As a tear slides down her cheek, she moves her hand to his face. He feels warm underneath the clammy regret of her palm; the sensation brings more tears. She realizes how much she depends on that warmth. His warmth. It is the blanket in which she folds herself when the world and all its atrocities creeps too close. It is a thing she finds little hope in ever living without.

"Excuse me for intruding, but everyone is ready."

Behind her, she hears the French door open and close softly. She can smell Skinner's cologne. She nods her head slowly and offers a quiet thanks. Brushing her hands down his jacket one last time, she smooths the lapels and breathes deeply.

"Well, I don't know about myself, but you look amazing. Absolutely dashing, Fox Mulder."

She kisses his cheek, her lips drinking in the feel of his skin as if water on Sahara sands. Another tear falls from her eye. She steps back, turning to face Skinner, and brushes her hands down her dress.

"I thought it fitting to wear this dress today, since he's in his suit. It's the best we've ever looked, wearing these get ups. And it's black. That's apropo, right? What do you think, Sir?"

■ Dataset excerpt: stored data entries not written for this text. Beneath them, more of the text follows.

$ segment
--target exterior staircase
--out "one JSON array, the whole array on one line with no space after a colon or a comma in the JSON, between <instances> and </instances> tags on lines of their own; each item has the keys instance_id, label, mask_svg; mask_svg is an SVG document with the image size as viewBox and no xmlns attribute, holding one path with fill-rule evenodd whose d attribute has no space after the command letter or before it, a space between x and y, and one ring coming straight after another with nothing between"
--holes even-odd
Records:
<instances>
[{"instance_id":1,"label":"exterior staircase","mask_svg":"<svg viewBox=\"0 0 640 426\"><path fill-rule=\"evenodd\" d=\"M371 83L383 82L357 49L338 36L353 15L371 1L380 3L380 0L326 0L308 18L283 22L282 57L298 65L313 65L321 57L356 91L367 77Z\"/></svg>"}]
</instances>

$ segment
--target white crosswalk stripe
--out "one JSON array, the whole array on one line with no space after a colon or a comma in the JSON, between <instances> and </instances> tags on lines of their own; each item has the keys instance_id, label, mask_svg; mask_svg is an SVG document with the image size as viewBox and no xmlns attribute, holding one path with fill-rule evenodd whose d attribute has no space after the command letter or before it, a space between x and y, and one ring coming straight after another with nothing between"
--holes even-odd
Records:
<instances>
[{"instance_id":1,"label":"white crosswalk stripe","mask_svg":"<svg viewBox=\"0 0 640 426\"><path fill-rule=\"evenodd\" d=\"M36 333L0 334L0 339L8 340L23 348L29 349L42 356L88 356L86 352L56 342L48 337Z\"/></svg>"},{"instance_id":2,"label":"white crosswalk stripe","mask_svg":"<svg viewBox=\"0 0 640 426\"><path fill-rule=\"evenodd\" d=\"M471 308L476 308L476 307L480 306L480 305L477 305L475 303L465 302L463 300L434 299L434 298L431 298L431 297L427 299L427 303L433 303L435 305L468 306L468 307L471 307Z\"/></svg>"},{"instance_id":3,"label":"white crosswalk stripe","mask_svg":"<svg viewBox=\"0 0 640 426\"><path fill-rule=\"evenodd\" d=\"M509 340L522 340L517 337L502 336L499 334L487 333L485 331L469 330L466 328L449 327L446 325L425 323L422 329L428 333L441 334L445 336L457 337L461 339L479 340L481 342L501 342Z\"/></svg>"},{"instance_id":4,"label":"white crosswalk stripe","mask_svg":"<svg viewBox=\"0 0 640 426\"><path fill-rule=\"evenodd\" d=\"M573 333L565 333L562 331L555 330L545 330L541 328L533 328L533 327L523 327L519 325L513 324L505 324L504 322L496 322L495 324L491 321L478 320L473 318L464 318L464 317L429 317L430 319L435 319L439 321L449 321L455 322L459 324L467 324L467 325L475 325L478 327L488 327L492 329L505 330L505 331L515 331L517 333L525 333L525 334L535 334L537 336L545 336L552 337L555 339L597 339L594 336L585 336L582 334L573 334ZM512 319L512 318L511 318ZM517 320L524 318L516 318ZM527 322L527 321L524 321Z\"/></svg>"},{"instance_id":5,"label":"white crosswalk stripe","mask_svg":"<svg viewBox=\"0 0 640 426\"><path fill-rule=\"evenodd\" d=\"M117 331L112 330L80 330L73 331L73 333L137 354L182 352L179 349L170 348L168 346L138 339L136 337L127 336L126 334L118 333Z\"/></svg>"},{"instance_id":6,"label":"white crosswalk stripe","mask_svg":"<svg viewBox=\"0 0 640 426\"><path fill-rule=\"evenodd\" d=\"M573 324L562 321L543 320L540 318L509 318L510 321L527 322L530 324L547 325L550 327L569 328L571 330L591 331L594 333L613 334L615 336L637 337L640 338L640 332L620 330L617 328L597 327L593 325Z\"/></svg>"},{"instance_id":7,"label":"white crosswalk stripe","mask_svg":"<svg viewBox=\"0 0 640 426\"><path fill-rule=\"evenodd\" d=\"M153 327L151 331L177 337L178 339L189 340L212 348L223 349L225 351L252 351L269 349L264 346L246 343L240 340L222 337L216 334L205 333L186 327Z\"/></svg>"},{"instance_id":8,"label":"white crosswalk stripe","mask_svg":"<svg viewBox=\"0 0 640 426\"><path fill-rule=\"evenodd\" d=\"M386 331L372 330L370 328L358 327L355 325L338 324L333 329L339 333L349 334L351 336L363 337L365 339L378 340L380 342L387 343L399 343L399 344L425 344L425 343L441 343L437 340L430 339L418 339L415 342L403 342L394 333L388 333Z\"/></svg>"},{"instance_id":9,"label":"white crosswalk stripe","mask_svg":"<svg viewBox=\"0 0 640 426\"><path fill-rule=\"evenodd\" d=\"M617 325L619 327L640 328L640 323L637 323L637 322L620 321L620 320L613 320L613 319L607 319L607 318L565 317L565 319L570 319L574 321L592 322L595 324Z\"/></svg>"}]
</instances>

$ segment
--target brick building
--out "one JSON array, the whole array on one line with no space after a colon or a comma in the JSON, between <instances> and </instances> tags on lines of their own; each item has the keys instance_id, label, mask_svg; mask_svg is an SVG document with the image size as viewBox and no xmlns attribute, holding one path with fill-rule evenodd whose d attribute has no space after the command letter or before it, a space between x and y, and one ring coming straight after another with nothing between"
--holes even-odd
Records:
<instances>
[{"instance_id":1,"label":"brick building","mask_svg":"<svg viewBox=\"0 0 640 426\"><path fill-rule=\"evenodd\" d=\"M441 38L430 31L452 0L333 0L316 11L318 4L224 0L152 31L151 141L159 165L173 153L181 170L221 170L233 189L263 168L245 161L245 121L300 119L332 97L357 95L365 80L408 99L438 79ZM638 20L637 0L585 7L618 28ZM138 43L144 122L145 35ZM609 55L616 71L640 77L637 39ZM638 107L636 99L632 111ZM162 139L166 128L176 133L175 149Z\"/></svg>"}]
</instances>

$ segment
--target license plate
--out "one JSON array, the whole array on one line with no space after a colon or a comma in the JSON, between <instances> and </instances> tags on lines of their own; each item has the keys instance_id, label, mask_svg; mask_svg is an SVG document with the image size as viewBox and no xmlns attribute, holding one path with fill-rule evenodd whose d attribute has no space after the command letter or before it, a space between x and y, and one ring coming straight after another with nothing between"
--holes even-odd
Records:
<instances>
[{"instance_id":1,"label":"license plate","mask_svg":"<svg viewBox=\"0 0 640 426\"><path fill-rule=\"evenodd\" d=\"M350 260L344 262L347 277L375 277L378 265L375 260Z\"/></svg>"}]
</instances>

"I think he is an exceptionally lucky man to have been able to walk with you on his arm all these years, Scully. I think he is damn proud to have you no matter what you are wearing."

A small sob escapes through her nervous laugh. She is almost overcome, but manages a weak but genuine smile of gratitude.

"Thank you for the present tense, Sir."

She turns to Mulder, silent and still, lying serenely in his satin-lined casket. As Skinner moves beside her, the funeral director comes through the doors.

"Shall I close the casket now, Mrs. Scully?"

One more kiss. A final goodbye.

"I love you, forever."

Skinner nods, the lid is lowered, and the portrait is moved into place. He escorts her to her seat as the doors are opened and Fox Mulder's mourners file in to pay their respects.